Acho que a graça do ator é exatamente levantar questões de assuntos delicados que precisam ser falados, e para mim poder falar sobre isso e estar inserido nesse lugar é muito gratificante. Vivemos numa sociedade hipócrita com muito preconceito. Às vezes, um senhorzinho que me via como príncipe e bom moço em outras novelas, vai me ver fazendo um personagem homossexual e perceber que aquilo ali é possível. Tudo bem se você não é, mas existem pessoas que são, ‘Por favor respeita’, é o que pedimos. Passei por situação assim, de amigos caretas e preconceituosos, que depois que assistiram à supersérie e viram o clipe (Maurício e Jesuíta Barbosa interpretaram um casal no videoclipe da música Flutua, cantada por Liniker e Johnny Hooker), disseram: ‘Cara, te vendo nessa situação, vejo que é possível’. Vejo o filho do pai do interior que não tem muito conhecimento e sofre porque o filho é assim, e acaba se identificando. É legal para mim enquanto ator poder acionar um lugar que é tão importante para a sociedade. Me sinto feliz de falar sobre isso, e com pessoas tão legais. E o Jesuíta está fazendo um gande trabalho parecido, mas num outro lugar e com a particularidade dele.

Leon apagou um pouco a imagem do Maurício Destri mocinho, príncipe. Você acha que deu um “tapa” naqueles que criticaram atuações suas anteriormente?

Eu não sei se dei um tapa, mas me entreguei tanto e acreditei tanto que era possível... E de novo voltando a este personagem, o Camilo, ele me deu a chance de fazer o mocinho novamente, mas trazendo coisas que ficaram no meu corpo daquele cara que interpretei anteriormente, e de alguma forma sai um pouco desse príncipe, desse estigma da beleza, do galã. Se eu não fizesse o Leon (Os Dias Eram Assim), faria o Camilo de outra forma. O Leon me libertou, me deixou mais consciente, mais potente, principalmente por levantar coisas tão importantes hoje.  No Brasil, cerca de 2 a 3 travestis são mortos por hora. Somos o pais que mais mata transexuais, e de alguma forma poder falar sobre isso e a pessoa entender isso, me deixa muito feliz.”

Depois das críticas que você teve em I Love Paraisópolis, ficou mais fortalecido?

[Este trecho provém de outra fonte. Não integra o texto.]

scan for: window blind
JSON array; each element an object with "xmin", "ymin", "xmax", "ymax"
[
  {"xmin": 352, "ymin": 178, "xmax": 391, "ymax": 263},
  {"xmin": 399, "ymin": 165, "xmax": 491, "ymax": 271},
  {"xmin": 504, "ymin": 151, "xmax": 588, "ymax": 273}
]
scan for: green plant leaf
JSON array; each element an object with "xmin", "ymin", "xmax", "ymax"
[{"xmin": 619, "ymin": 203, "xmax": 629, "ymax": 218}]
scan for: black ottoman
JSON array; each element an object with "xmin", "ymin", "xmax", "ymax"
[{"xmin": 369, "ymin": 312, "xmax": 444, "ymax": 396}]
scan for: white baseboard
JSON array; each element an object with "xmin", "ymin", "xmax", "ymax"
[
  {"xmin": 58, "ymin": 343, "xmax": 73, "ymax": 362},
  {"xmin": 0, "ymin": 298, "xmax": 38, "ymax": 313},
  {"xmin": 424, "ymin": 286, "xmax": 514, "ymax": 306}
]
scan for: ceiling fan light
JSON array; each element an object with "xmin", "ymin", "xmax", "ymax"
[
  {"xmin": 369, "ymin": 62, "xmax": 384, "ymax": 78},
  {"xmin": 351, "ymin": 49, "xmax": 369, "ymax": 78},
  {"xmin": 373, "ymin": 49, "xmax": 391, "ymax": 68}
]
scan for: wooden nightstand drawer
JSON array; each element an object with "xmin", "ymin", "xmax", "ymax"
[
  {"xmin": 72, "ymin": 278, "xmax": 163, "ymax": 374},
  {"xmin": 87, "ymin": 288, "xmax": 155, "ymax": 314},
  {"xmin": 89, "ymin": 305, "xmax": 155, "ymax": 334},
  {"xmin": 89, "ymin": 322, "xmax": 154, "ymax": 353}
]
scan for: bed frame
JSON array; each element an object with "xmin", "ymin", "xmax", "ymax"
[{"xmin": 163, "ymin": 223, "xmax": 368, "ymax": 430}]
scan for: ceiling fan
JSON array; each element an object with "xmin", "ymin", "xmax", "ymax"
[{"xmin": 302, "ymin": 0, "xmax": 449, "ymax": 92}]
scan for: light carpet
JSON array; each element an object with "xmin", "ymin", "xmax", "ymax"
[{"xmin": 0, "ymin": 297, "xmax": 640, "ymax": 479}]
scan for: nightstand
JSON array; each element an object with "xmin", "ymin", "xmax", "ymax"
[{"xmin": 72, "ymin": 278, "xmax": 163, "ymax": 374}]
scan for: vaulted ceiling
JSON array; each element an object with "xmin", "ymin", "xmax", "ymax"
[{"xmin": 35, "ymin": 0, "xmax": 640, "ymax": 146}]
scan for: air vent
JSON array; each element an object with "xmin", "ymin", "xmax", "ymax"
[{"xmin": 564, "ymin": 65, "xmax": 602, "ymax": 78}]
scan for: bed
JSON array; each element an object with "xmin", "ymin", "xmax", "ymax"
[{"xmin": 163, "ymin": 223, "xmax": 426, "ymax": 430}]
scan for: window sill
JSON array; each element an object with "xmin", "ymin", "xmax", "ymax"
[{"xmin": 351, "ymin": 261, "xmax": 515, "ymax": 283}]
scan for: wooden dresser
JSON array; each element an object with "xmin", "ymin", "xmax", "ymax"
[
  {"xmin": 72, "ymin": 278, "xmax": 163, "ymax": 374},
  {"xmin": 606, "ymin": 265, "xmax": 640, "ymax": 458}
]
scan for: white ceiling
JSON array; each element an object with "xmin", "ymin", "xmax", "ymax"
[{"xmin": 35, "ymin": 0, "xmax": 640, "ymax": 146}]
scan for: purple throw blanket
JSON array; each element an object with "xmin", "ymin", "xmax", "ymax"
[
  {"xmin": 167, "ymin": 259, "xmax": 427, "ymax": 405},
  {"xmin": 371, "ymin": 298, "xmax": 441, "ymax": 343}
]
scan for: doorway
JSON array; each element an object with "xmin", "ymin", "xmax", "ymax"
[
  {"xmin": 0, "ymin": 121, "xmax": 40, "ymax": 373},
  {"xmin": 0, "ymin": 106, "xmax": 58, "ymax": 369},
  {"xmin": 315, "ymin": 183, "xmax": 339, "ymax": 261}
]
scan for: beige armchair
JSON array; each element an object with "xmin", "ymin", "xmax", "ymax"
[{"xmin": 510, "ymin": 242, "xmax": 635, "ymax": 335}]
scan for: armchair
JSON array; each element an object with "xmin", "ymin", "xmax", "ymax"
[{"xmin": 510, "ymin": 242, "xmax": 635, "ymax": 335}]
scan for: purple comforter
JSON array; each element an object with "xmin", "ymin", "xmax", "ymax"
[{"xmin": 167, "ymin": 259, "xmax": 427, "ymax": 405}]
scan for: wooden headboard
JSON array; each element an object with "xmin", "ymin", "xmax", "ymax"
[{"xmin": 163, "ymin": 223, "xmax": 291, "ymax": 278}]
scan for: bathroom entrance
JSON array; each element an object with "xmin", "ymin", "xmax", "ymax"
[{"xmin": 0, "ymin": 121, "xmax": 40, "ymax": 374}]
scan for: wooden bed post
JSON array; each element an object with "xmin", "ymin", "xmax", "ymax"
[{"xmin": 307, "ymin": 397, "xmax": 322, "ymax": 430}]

Muito. Em I Love Paraisópolis eu entendi o que houve. Eu demorei um pouco a entender o que era a televisão e como ela funcionava. Carlinhos Araújo e Chico Accioli (diretores) foram duas pessoas extremamente importantes na minha vida. Carlinhos me falava uma coisa muito legal: ‘Você está dentro de um quadrado e precisa compor este quadrado’. E demorei a entender isso. Fui fazer direção de fotografia para entender ainda mais, e não entendia ainda. Quando fui fazer A Lei do Amor, aconteceram situações em que eu conseguia me infiltrar naquele quadrado de forma mais presente, e no meio de uma cena a ficha caiu. Preciso só estar presente e aberto para que a coisa aconteça aqui nesse exato momento. A TV é rápida, e você precisa correr porque são 45 minutos no ar todos os dias, e precisamos estar muito atentos. Quando fiz A Lei do Amor, passei a me respeitar mais, me sentia mais livre, e passei a atuar de forma mais sutil, sem cobrança de acertar, e arrasar em todas as cenas.